[QFJ-956] Checksum validation of incoming messages is not correct in some cases Created: 04/Oct/18 Updated: 24/Nov/18 Resolved: 24/Nov/18 |
|
Status: | Closed |
Project: | QuickFIX/J |
Component/s: | None |
Affects Version/s: | 2.1.0 |
Fix Version/s: | None |
Type: | Bug | Priority: | Default |
Reporter: | Valery Fadeev | Assignee: | Unassigned |
Resolution: | Duplicate | Votes: | 0 |
Labels: | None |
Issue Links: |
|
Description |
This code validates the checksum of incoming messages: Message.java: private void validateCheckSum(*String* messageData) throws InvalidMessage { try { // Body length is checked at the protocol layer final int checksum = trailer.getInt(CheckSum.FIELD); if (checksum != *MessageUtils.checksum(messageData)*) { // message will be ignored if checksum is wrong or missing throw MessageUtils.newInvalidMessageException("Expected CheckSum=" + MessageUtils.checksum(messageData) + ", Received CheckSum=" + checksum + " in " + messageData, this); } } catch (final FieldNotFound e) { throw MessageUtils.newInvalidMessageException("Field not found: " + e.field + " in " + messageData, this); } } And in MessageUtils calculation ends up here: public static int checksum(*Charset charset*, String data, boolean isEntireMessage) { if (CharsetSupport.isStringEquivalent(charset)) { // optimization - skip charset encoding int sum = 0; int end = isEntireMessage ? data.lastIndexOf("\00110=") : -1; int len = end > -1 ? end + 1 : data.length(); for (int i = 0; i < len; i++) { sum += data.charAt(i); } return sum & 0xFF; // better than sum % 256 since it avoids overflow issues } return checksum(*data.getBytes(charset)*, isEntireMessage); } So the problem here is that calculation happens NOT on raw network bytes but on a java String that is later transformed to bytes using CharsetSuport's charset, which can be not the same what original message producer used, and produce different bytes. So in practice this can cause to situation where message with correct checksum will be ignored because was read by QFJ using incorrect charset. Looks like I'm witnessing this situation. Use case is to use non-unicode symbol in message and different charsets on producer-consumer sides. |
Comments |
Comment by Christoph John [ 08/Oct/18 ] |
Hmm, I am not 100% sure about this but IIRC the only encoding that has to be supported by FIX is ISO-8859-1. But not sure to be honest. Cheers, |
Comment by amichair [ 22/Nov/18 ] |
iirc the proper way is to support encoded fields, which many engines don't (including QFJ, I believe there's an issue open for that somewhere). Treating full messages as being strings in a different charset, and setting this charset globally, is not by the spec, but it's a practical workaround that is used in several engines (including QFJ).

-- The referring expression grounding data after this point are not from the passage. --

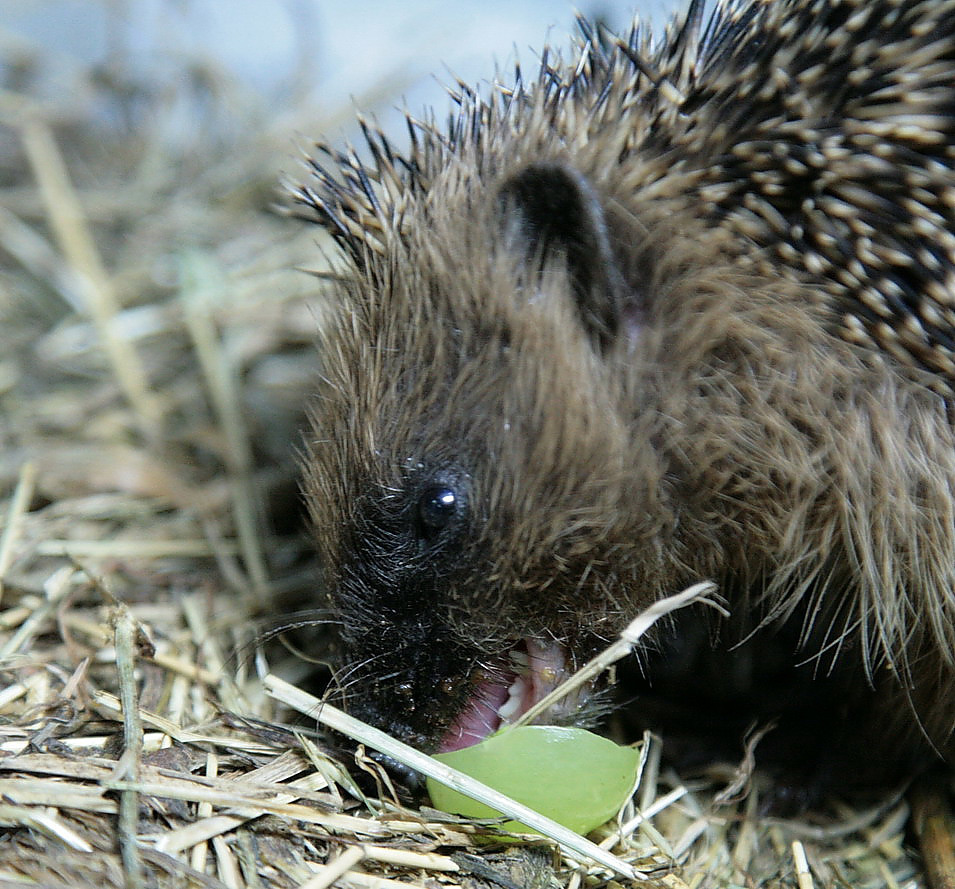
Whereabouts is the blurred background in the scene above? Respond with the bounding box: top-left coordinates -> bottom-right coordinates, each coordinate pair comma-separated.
1,0 -> 679,149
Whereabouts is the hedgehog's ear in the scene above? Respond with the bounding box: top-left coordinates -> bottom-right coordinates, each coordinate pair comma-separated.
497,163 -> 626,349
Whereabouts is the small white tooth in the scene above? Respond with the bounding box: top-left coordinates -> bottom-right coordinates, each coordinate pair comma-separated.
496,696 -> 520,721
496,676 -> 527,722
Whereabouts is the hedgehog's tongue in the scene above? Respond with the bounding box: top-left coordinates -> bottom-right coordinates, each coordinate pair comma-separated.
437,640 -> 572,753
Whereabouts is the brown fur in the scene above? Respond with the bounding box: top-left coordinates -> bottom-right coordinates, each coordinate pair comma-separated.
299,0 -> 955,785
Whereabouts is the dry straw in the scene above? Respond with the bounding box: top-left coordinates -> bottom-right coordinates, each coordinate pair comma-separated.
0,4 -> 932,887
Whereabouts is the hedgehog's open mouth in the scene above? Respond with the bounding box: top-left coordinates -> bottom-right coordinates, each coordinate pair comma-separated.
437,639 -> 587,752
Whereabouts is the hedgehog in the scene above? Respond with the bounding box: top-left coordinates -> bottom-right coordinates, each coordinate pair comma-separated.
295,0 -> 955,795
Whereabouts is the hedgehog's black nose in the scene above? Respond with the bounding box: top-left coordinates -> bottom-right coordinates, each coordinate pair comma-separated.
368,750 -> 424,792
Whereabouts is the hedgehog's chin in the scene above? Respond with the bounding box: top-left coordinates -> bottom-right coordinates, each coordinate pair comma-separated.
437,639 -> 585,752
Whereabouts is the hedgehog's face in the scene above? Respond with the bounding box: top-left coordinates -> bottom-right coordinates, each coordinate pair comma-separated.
319,458 -> 497,752
304,163 -> 669,752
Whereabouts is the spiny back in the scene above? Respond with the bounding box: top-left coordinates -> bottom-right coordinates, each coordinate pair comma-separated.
297,0 -> 955,389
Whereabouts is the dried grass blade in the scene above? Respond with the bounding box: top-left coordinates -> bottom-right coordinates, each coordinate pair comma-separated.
0,461 -> 36,606
179,251 -> 269,600
514,581 -> 719,729
19,118 -> 160,433
263,674 -> 641,881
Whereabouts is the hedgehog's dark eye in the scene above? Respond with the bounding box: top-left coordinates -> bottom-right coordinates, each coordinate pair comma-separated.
406,469 -> 470,551
416,486 -> 459,541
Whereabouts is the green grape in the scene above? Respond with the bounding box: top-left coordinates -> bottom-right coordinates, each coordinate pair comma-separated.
427,726 -> 639,835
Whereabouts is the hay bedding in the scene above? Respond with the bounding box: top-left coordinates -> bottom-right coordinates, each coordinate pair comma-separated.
0,6 -> 931,887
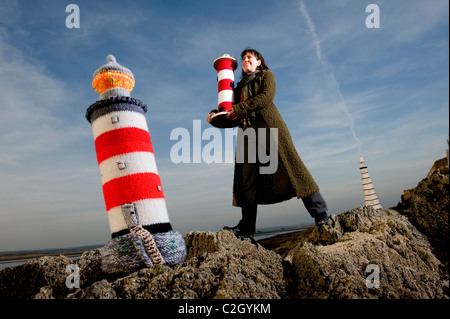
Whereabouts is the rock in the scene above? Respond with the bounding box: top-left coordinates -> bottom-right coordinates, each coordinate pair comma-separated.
104,230 -> 286,299
286,206 -> 447,299
79,279 -> 116,299
0,208 -> 447,299
395,173 -> 449,270
76,248 -> 103,287
0,255 -> 73,299
257,227 -> 314,258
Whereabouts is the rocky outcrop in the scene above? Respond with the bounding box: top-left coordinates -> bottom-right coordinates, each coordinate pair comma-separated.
288,207 -> 447,298
0,255 -> 73,299
70,230 -> 286,299
394,173 -> 449,270
0,230 -> 286,299
0,205 -> 448,299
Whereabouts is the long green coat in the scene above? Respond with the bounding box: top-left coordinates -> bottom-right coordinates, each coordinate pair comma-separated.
231,69 -> 319,207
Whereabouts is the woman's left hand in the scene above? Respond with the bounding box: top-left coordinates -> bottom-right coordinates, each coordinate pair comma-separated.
226,108 -> 237,120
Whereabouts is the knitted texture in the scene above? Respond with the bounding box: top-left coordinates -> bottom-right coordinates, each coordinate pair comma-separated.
88,55 -> 187,273
152,230 -> 187,266
85,96 -> 147,124
100,229 -> 186,273
92,55 -> 135,100
93,55 -> 134,79
92,71 -> 135,95
130,225 -> 165,264
87,96 -> 171,236
101,233 -> 153,274
213,54 -> 237,112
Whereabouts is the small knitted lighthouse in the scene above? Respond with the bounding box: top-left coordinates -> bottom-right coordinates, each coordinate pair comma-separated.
359,157 -> 382,210
86,55 -> 186,273
209,54 -> 239,128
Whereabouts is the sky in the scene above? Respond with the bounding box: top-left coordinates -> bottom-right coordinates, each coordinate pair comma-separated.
0,0 -> 448,252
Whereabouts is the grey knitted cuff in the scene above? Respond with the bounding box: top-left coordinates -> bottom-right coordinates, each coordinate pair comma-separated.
153,230 -> 187,266
101,233 -> 153,274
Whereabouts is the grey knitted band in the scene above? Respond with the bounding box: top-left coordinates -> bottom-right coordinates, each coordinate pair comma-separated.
100,87 -> 131,100
101,233 -> 153,274
152,231 -> 186,266
85,96 -> 147,123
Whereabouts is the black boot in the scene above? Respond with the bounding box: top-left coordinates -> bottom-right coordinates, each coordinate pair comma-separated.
314,211 -> 329,226
222,224 -> 254,239
223,205 -> 257,238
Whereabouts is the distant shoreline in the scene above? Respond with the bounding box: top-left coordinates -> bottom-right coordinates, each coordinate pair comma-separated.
0,250 -> 89,262
255,225 -> 312,235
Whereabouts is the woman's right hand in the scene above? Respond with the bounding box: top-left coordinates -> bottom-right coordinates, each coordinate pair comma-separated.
206,111 -> 216,123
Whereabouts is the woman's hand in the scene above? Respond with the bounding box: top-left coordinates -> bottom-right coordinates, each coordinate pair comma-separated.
206,111 -> 216,123
226,108 -> 237,120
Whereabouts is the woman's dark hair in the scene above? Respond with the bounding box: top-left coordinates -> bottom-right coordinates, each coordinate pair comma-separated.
240,48 -> 269,77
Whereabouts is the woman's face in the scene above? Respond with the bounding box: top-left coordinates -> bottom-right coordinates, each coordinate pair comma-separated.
242,52 -> 261,74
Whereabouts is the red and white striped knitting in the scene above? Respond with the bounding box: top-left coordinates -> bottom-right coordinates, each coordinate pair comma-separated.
213,54 -> 238,112
86,55 -> 186,272
86,55 -> 172,237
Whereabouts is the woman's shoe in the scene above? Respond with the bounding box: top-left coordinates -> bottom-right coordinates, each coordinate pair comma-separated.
222,225 -> 255,239
315,212 -> 329,226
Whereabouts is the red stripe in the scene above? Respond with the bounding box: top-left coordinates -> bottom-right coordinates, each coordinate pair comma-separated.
102,172 -> 164,211
218,79 -> 234,92
95,127 -> 153,164
216,60 -> 234,71
218,101 -> 233,111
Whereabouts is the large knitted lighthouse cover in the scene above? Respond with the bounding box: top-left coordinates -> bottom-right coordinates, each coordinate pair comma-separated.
86,55 -> 186,273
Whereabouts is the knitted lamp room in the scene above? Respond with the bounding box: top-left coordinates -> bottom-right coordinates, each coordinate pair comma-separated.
86,55 -> 186,273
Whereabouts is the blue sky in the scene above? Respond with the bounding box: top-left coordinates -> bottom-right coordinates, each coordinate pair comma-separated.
0,0 -> 448,252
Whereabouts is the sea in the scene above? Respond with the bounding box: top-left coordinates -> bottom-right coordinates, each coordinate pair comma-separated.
0,245 -> 102,271
0,224 -> 312,271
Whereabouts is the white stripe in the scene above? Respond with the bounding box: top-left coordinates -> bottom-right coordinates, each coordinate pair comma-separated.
107,198 -> 170,234
218,90 -> 234,104
92,110 -> 148,140
98,152 -> 158,185
217,69 -> 234,82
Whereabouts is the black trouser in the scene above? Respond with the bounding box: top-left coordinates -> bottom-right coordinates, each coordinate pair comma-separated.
301,191 -> 328,217
238,191 -> 328,233
236,127 -> 259,234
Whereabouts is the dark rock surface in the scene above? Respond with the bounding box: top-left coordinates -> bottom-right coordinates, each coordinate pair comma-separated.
394,173 -> 449,272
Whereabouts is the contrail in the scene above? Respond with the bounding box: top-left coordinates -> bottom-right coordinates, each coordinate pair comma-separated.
299,1 -> 362,155
299,1 -> 322,62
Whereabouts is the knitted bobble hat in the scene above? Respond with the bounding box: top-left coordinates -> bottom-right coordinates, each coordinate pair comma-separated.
92,54 -> 135,100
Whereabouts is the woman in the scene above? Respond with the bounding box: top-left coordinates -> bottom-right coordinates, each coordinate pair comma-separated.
207,48 -> 328,238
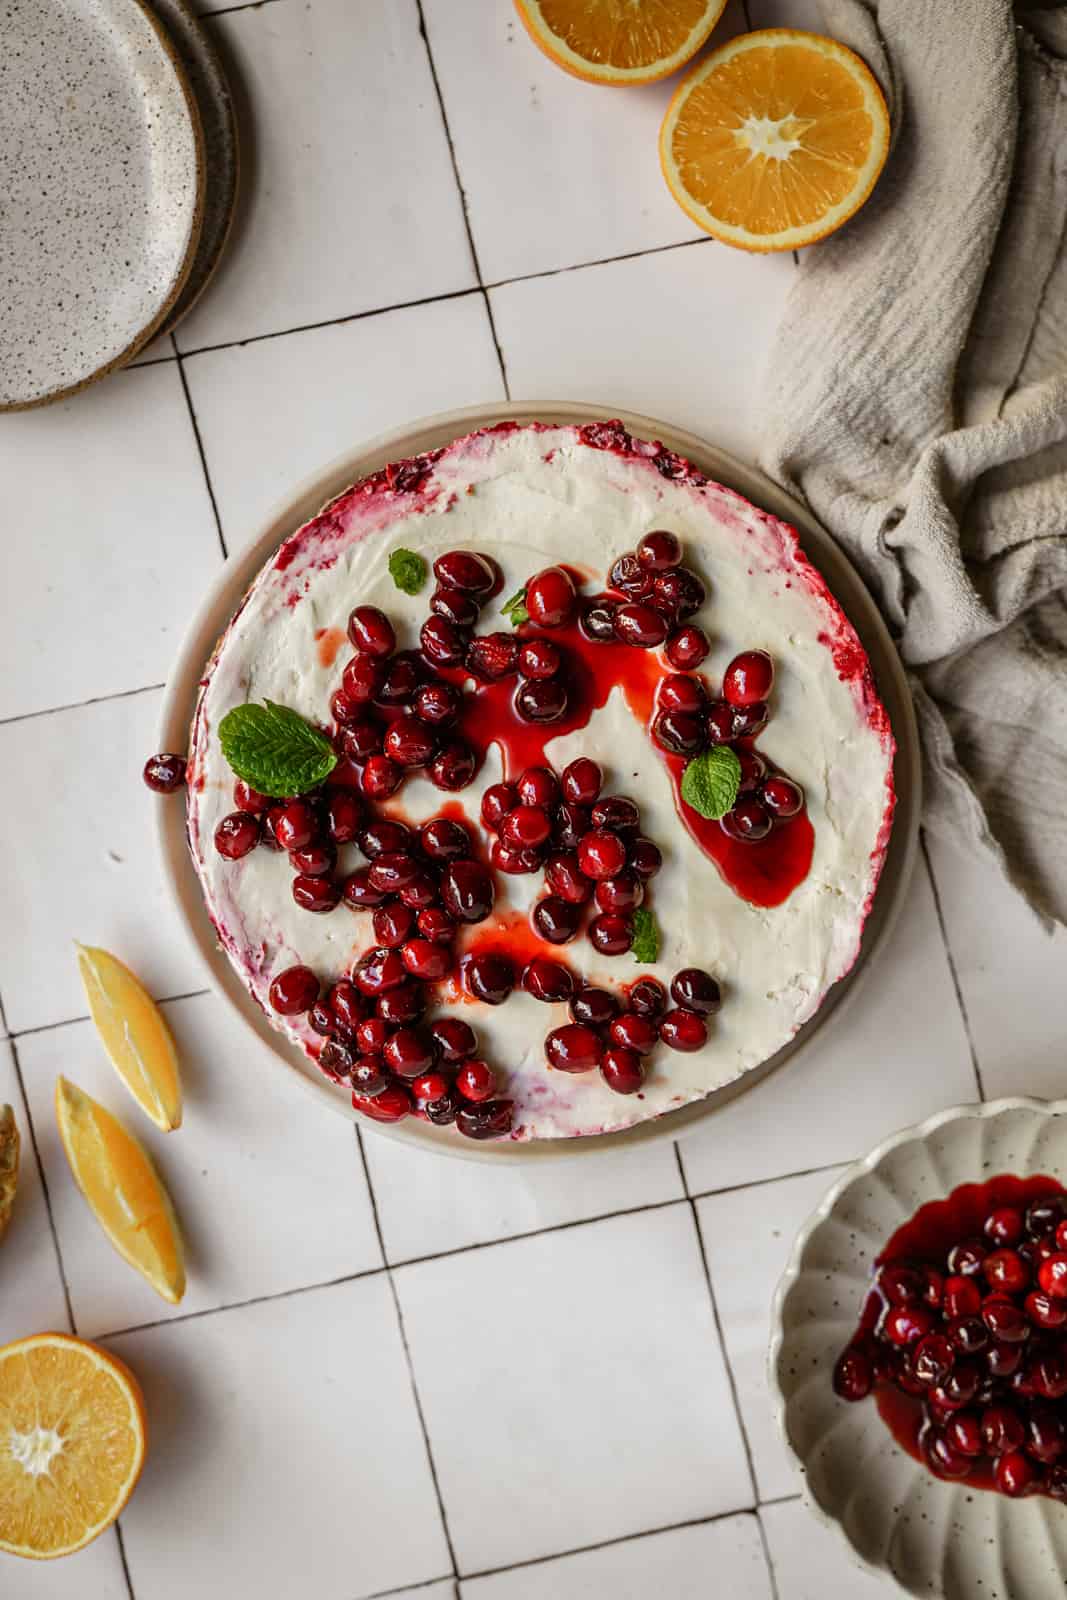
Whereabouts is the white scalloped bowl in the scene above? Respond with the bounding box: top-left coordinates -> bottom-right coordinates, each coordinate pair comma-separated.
770,1098 -> 1067,1600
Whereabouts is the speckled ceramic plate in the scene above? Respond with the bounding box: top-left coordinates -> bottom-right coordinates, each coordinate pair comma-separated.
0,0 -> 205,410
771,1098 -> 1067,1600
148,0 -> 239,336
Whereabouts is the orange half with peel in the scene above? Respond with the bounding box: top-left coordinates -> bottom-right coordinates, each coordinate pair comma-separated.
514,0 -> 728,86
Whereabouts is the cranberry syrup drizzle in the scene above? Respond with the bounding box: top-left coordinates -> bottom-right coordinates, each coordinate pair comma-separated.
448,573 -> 813,910
841,1174 -> 1067,1497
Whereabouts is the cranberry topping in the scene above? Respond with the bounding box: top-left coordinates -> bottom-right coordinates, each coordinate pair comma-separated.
455,1059 -> 495,1102
731,701 -> 770,738
214,812 -> 261,859
429,739 -> 477,790
600,1047 -> 644,1095
456,1099 -> 514,1141
516,765 -> 559,809
652,709 -> 705,757
577,829 -> 627,881
665,626 -> 709,671
580,598 -> 618,642
323,788 -> 361,843
347,605 -> 395,658
342,867 -> 387,909
833,1347 -> 874,1402
319,1039 -> 354,1078
420,615 -> 468,668
329,980 -> 365,1032
762,776 -> 804,818
342,652 -> 384,704
522,957 -> 575,1003
501,805 -> 552,852
433,549 -> 495,596
268,965 -> 319,1015
609,1013 -> 658,1055
544,852 -> 593,905
429,1018 -> 477,1065
289,840 -> 336,878
723,650 -> 774,707
292,874 -> 341,913
658,673 -> 706,715
704,701 -> 735,745
362,754 -> 402,798
482,783 -> 516,831
630,838 -> 663,879
384,716 -> 437,768
613,602 -> 668,650
670,968 -> 721,1015
467,632 -> 519,681
233,779 -> 272,814
353,948 -> 408,995
440,860 -> 494,923
609,553 -> 651,597
627,977 -> 667,1018
143,752 -> 187,793
382,1028 -> 434,1079
417,906 -> 456,944
659,1009 -> 708,1052
401,939 -> 452,981
532,896 -> 581,945
560,757 -> 602,806
553,802 -> 590,849
431,586 -> 479,627
636,529 -> 681,571
570,986 -> 620,1028
413,681 -> 459,727
588,913 -> 633,956
518,639 -> 561,679
545,1024 -> 602,1073
722,798 -> 772,842
594,871 -> 643,915
515,677 -> 569,724
419,817 -> 471,861
525,566 -> 577,629
651,568 -> 705,620
354,1083 -> 412,1123
376,651 -> 423,706
462,952 -> 515,1005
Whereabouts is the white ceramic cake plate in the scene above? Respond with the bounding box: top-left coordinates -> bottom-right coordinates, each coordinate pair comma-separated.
157,401 -> 921,1163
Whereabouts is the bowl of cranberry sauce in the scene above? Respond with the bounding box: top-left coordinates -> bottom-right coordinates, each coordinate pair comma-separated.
771,1099 -> 1067,1600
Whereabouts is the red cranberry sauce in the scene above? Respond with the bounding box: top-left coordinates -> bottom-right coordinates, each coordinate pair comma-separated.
835,1174 -> 1067,1498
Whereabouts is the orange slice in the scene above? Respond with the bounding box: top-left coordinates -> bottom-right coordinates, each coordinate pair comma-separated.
660,29 -> 890,251
514,0 -> 728,86
0,1105 -> 18,1242
0,1332 -> 146,1560
56,1077 -> 185,1305
76,944 -> 182,1132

You have to check with your counter-party what charset/encoding they use and make sure they also apply it globally to the full messages on their side, and set it in CharsetSupport on your side, and that should work. If they do use individual encoded fields, and you find yourself contributing an implementation of it for QFJ, that would be great btw the reason the global workaround works is because the other fields and the FIX messages themselves (tag numbers, delimiters etc.) are all in ASCII, and nearly all charset encodings are backwards-compatible with ASCII, so they remain intact during the conversions and all is well. This is true for most multibyte encodings (which use one or more bytes per character) such as UTF-8 as well. However, this is not true of double-byte charsets, since by definition they use two bytes per character whereas ASCII uses one byte per character, so the conversions will mess up the parsing of the FIX message structure. If you search JIRA for all the older bugs that mention charsets and encodings and the ones they link to, you'll get a better picture of what works and what doesn't work and why (that's what I did at the time). |
Comment by Christoph John [ 24/Nov/18 ] |
Closing as duplicate of QFJ-789. |